ERM

Empirical Risk Minimization (ERM) Minimize the empirical risk(i.e., the average loss over a given dataset) when training a model.

$$R_{\text{emp}}(f) = \frac{1}{n} \sum_{i=1}^n \ell(f(x_i), y_i)$$

where:

  • $f(x_i)$ is the model’s prediction for the $i$-th input.
  • $\ell(f(x_i), y_i)$ is a loss function that quantifies the error between the predicted and true label for the $i$-th sample (e.g., squared loss for regression, cross-entropy for classification).

In Empirical Risk Minimization, the goal is to find a function $f$ from a given hypothesis class $\mathcal{H}$ that minimizes the empirical risk:

$$
\hat{f} = \arg \min_{f \in \mathcal{H}} R_{\text{emp}}(f)
$$

  • $f$ is a generic function (or hypothesis) that belongs to a hypothesis class $\mathcal{H}$, which is the set of all possible functions the learning algorithm can choose from.
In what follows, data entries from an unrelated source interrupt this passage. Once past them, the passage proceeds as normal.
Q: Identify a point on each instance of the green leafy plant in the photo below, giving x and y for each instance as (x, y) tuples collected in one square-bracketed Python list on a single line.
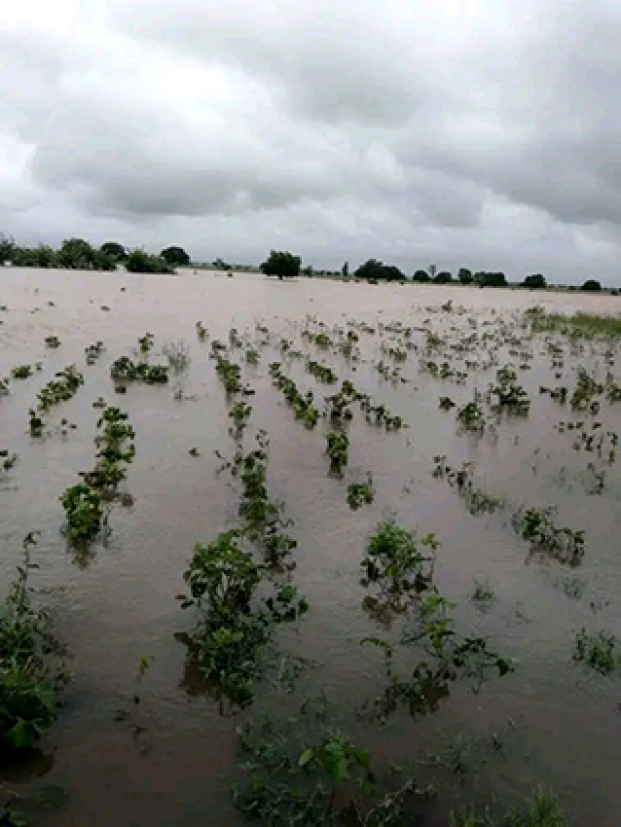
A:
[(31, 670), (83, 511), (601, 651)]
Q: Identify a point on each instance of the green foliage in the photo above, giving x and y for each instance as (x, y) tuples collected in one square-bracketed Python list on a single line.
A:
[(224, 576), (302, 404), (76, 254), (31, 673), (83, 512), (321, 372), (483, 595), (139, 261), (124, 369), (397, 559), (484, 279), (510, 395), (537, 526), (282, 264), (374, 270), (21, 372), (535, 282), (471, 416), (601, 651), (229, 374), (114, 251), (360, 493), (175, 256), (543, 810), (60, 389)]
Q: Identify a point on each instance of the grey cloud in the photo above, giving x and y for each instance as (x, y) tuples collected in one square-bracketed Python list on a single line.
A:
[(414, 132)]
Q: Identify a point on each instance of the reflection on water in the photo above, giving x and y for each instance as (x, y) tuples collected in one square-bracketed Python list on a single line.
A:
[(119, 602)]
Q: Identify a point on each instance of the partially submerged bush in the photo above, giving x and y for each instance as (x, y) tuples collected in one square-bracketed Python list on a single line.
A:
[(31, 673)]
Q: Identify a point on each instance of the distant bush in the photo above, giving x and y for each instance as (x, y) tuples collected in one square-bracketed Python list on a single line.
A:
[(535, 282), (484, 279), (374, 270), (138, 261), (175, 256), (282, 264)]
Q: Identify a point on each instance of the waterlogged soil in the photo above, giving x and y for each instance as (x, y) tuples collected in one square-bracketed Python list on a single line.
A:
[(172, 758)]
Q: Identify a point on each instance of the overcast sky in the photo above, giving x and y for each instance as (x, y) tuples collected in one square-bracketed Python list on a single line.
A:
[(484, 133)]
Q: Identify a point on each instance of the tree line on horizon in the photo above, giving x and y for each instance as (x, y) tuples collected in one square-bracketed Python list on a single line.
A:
[(286, 265), (79, 254)]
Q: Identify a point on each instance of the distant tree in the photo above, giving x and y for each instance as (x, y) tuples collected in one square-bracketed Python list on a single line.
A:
[(175, 256), (535, 282), (114, 251), (484, 279), (76, 254), (7, 249), (374, 270), (103, 261), (282, 264), (138, 261)]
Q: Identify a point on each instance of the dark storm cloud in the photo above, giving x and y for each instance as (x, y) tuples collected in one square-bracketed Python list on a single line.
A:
[(464, 132)]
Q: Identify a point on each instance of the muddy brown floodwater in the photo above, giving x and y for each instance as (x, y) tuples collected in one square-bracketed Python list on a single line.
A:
[(552, 720)]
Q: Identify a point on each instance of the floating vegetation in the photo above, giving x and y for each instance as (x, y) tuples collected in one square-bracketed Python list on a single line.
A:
[(21, 372), (232, 632), (471, 417), (360, 493), (477, 501), (483, 595), (398, 562), (229, 374), (321, 372), (126, 370), (509, 394), (7, 459), (84, 503), (60, 389), (546, 539), (93, 352), (31, 666), (302, 404), (600, 651), (178, 355)]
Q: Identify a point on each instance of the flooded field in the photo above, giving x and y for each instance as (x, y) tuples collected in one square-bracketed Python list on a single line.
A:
[(422, 486)]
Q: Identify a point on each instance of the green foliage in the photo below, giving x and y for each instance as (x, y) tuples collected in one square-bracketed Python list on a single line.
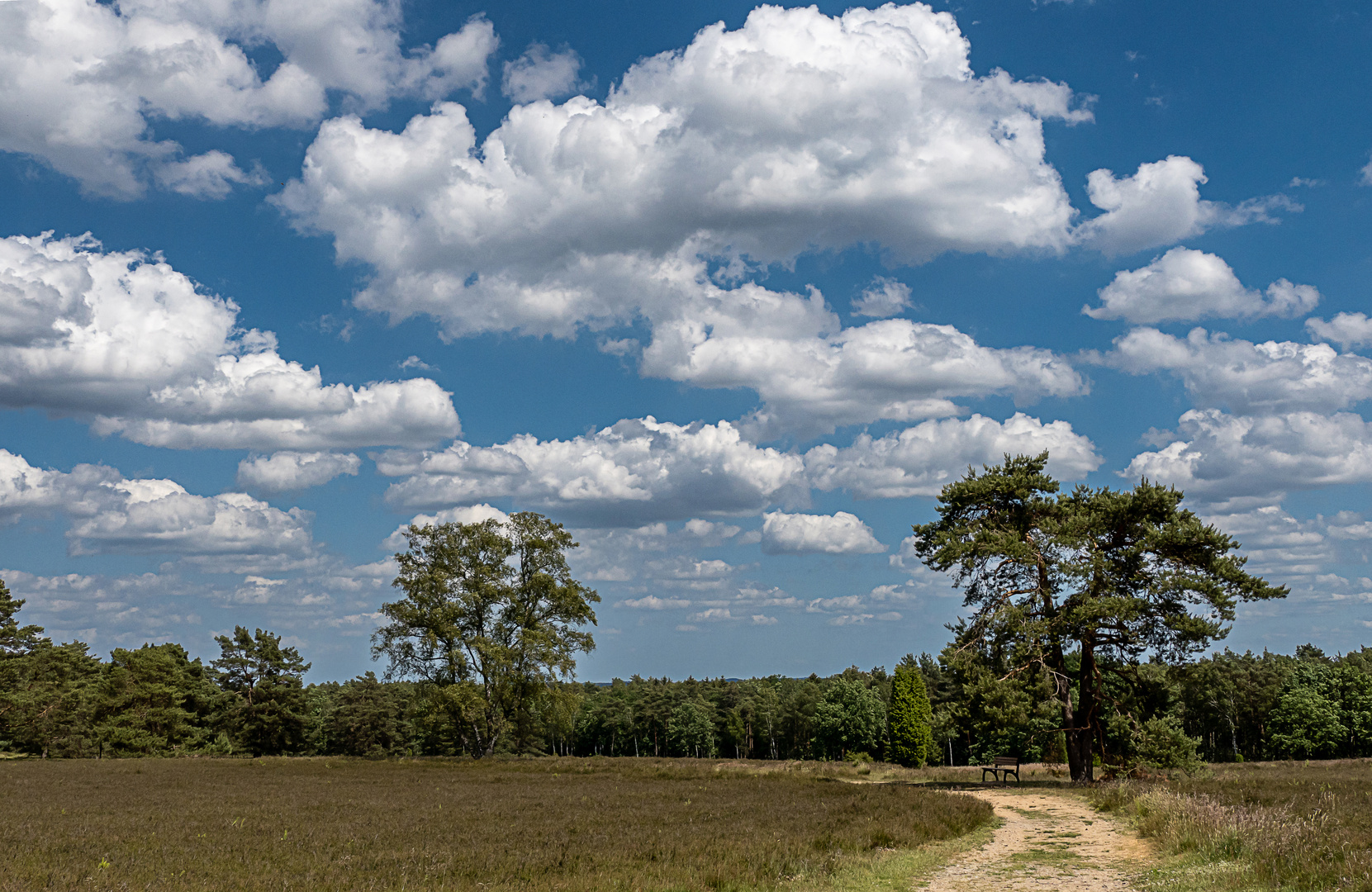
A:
[(910, 717), (267, 717), (1323, 711), (691, 730), (368, 719), (491, 605), (1112, 576), (1162, 744), (849, 717), (154, 701)]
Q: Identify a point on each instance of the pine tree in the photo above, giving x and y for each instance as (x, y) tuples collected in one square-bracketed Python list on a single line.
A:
[(911, 738)]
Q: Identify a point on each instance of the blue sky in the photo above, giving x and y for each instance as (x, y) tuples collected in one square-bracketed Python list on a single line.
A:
[(730, 292)]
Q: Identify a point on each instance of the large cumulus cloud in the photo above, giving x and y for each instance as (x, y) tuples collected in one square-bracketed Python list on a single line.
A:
[(81, 81), (131, 344), (112, 514)]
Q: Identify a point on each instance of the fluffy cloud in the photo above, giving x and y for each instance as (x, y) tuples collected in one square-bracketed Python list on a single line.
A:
[(629, 474), (114, 515), (287, 471), (128, 344), (541, 74), (1254, 460), (655, 558), (211, 174), (1160, 205), (1346, 330), (824, 534), (81, 81), (793, 134), (813, 381), (923, 458), (797, 130), (1245, 377), (1276, 543), (1185, 284)]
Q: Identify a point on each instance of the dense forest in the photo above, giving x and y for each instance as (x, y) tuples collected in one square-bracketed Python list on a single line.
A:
[(60, 700)]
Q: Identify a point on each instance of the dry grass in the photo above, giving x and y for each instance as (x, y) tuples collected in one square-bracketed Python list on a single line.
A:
[(1270, 825), (550, 823)]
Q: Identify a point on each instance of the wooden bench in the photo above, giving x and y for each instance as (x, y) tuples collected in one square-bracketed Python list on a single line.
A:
[(1002, 770)]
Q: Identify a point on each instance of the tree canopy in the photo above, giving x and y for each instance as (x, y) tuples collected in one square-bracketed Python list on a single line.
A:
[(1109, 576), (490, 614)]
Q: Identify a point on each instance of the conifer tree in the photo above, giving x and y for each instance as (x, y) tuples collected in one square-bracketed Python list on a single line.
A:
[(911, 736)]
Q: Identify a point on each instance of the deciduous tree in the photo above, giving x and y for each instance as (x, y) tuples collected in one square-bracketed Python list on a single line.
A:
[(267, 680), (491, 605)]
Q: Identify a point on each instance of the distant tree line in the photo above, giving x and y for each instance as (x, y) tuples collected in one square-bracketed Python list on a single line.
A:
[(1090, 612), (962, 705)]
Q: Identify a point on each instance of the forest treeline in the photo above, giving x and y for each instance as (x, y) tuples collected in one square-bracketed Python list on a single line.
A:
[(1089, 616), (62, 700)]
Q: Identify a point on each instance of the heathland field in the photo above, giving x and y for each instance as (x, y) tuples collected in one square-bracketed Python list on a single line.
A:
[(546, 823), (1270, 825)]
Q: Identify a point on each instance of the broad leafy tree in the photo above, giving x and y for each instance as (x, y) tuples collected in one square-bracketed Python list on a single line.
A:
[(268, 713), (848, 718), (1108, 576), (490, 611)]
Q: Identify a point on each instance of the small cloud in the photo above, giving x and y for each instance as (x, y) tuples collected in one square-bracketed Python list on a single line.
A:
[(415, 363), (541, 74), (620, 348), (884, 297), (653, 603)]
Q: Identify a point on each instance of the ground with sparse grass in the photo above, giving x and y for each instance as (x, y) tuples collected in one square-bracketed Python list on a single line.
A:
[(533, 825), (1258, 825)]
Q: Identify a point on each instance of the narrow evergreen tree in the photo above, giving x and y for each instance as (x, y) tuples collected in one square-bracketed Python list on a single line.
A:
[(911, 738)]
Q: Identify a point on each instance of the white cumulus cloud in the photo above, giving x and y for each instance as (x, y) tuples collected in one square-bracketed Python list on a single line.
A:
[(825, 534), (1346, 330), (81, 81), (1249, 377), (286, 471), (884, 297), (629, 474), (128, 344), (1160, 205), (795, 132), (1254, 460), (149, 516), (541, 74), (1185, 284), (921, 460)]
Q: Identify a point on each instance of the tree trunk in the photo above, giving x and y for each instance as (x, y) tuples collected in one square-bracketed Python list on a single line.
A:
[(1081, 738), (1077, 766)]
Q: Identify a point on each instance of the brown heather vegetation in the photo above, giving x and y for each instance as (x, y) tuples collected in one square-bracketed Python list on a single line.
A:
[(1258, 825), (546, 823)]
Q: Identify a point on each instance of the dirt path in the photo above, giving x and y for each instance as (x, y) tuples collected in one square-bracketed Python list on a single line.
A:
[(1047, 842)]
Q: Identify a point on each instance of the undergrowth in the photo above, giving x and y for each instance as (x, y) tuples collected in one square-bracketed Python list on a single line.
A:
[(1268, 825)]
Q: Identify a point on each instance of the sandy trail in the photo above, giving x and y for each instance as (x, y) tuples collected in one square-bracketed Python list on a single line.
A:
[(1046, 843)]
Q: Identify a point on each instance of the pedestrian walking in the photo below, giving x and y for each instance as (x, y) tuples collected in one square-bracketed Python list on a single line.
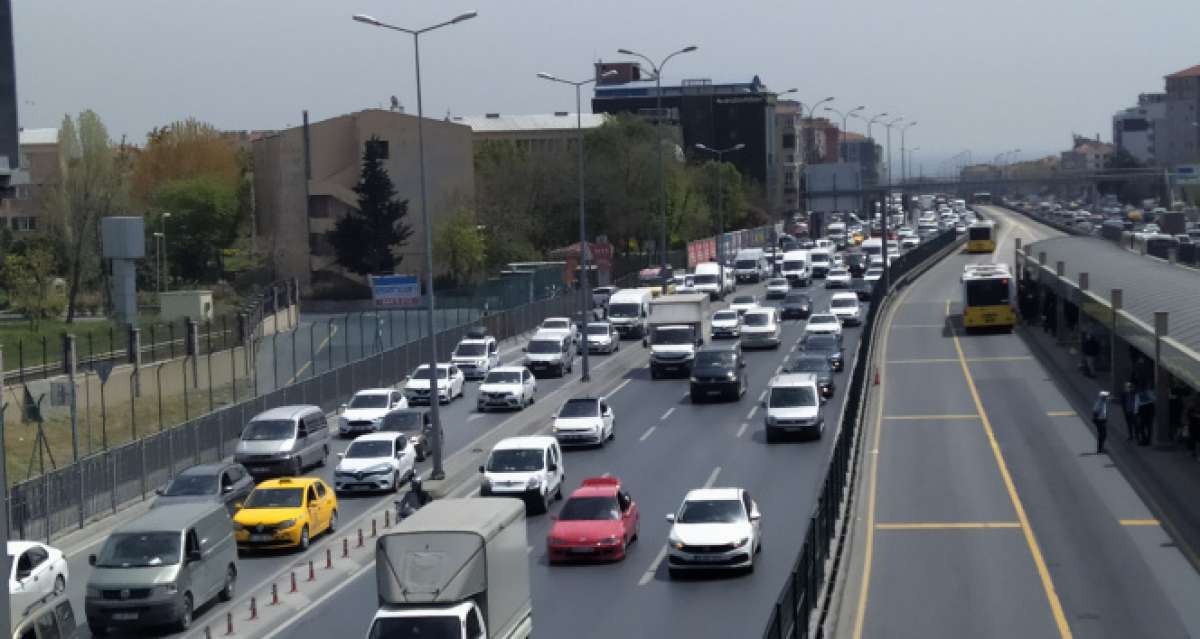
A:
[(1129, 407), (1101, 420)]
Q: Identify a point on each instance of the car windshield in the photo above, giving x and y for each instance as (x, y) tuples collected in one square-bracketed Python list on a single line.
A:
[(792, 396), (712, 512), (503, 377), (139, 550), (369, 449), (469, 350), (544, 346), (515, 460), (425, 627), (580, 407), (423, 372), (821, 342), (373, 400), (403, 422), (192, 484), (268, 429), (756, 320), (627, 309), (810, 364), (589, 509), (723, 359), (275, 497)]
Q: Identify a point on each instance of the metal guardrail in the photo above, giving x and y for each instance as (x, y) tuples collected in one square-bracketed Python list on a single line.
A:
[(791, 615)]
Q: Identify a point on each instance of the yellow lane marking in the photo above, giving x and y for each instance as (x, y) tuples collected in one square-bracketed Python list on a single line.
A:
[(930, 417), (1035, 550), (949, 525), (864, 590), (1139, 521)]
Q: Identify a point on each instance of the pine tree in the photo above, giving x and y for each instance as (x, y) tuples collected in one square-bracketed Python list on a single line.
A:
[(365, 239)]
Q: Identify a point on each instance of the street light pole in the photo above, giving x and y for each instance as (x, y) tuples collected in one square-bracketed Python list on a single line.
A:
[(720, 197), (585, 290), (437, 472), (658, 135)]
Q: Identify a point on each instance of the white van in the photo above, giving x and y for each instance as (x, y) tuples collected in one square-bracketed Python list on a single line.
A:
[(797, 268), (628, 311), (529, 469)]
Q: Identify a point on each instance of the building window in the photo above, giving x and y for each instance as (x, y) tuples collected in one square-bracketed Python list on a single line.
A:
[(381, 145)]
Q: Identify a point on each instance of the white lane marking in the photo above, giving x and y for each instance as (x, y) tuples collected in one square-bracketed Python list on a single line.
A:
[(648, 575), (712, 477)]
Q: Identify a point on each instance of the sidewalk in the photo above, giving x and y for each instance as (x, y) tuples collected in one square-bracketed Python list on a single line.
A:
[(1165, 478)]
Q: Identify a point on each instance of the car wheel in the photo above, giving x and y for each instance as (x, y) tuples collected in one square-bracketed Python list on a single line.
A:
[(185, 619), (231, 584)]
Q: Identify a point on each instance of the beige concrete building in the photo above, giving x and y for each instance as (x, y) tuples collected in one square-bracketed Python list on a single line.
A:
[(39, 174), (292, 231)]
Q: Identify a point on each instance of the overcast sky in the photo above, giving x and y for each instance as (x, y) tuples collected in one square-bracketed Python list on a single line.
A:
[(985, 76)]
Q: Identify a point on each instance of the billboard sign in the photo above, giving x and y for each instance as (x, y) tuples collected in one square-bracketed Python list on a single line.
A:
[(395, 291)]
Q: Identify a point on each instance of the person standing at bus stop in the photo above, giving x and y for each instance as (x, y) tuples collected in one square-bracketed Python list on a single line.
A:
[(1101, 420)]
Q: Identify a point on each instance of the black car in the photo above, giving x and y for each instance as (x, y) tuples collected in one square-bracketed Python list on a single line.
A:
[(413, 423), (718, 371), (827, 345), (817, 365), (209, 483), (796, 305)]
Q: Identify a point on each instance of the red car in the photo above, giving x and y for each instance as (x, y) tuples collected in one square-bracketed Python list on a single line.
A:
[(597, 523)]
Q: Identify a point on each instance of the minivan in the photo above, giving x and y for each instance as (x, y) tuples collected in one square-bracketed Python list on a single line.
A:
[(159, 568), (525, 467), (283, 441)]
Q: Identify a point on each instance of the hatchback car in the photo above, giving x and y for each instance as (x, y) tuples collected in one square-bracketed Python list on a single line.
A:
[(286, 513), (598, 521), (714, 529)]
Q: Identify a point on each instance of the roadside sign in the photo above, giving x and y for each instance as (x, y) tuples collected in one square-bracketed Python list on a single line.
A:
[(391, 291)]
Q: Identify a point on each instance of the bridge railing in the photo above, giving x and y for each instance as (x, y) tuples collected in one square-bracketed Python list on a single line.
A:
[(793, 614)]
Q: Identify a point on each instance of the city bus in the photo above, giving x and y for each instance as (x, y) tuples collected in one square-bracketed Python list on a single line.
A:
[(982, 237), (987, 297)]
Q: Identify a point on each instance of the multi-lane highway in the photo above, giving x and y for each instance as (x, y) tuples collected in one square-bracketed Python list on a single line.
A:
[(664, 447), (983, 509)]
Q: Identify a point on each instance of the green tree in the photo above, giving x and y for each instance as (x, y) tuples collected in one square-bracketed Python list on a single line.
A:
[(204, 216), (29, 281), (94, 184), (460, 245), (364, 240)]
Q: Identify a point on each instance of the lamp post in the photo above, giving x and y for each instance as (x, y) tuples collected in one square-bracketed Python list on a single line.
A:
[(658, 135), (437, 472), (720, 197), (841, 141), (585, 290)]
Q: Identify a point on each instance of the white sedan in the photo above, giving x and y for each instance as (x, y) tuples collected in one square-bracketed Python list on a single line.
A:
[(37, 569), (823, 322), (838, 278), (714, 527), (450, 383)]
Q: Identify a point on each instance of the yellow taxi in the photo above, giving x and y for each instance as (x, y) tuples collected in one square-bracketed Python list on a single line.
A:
[(286, 513)]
This function maps inputs $x$ (the features) to outputs
    $y$ (the predictions).
  • $\hat{f}$ (read as “f hat”) represents the specific function or model that minimizes the empirical risk over the training dataset. It is the learned function after applying the ERM principle. In other words, $\hat{f}$ is the best function (within the hypothesis class $\mathcal{H}$) that minimizes the average loss over the training samples.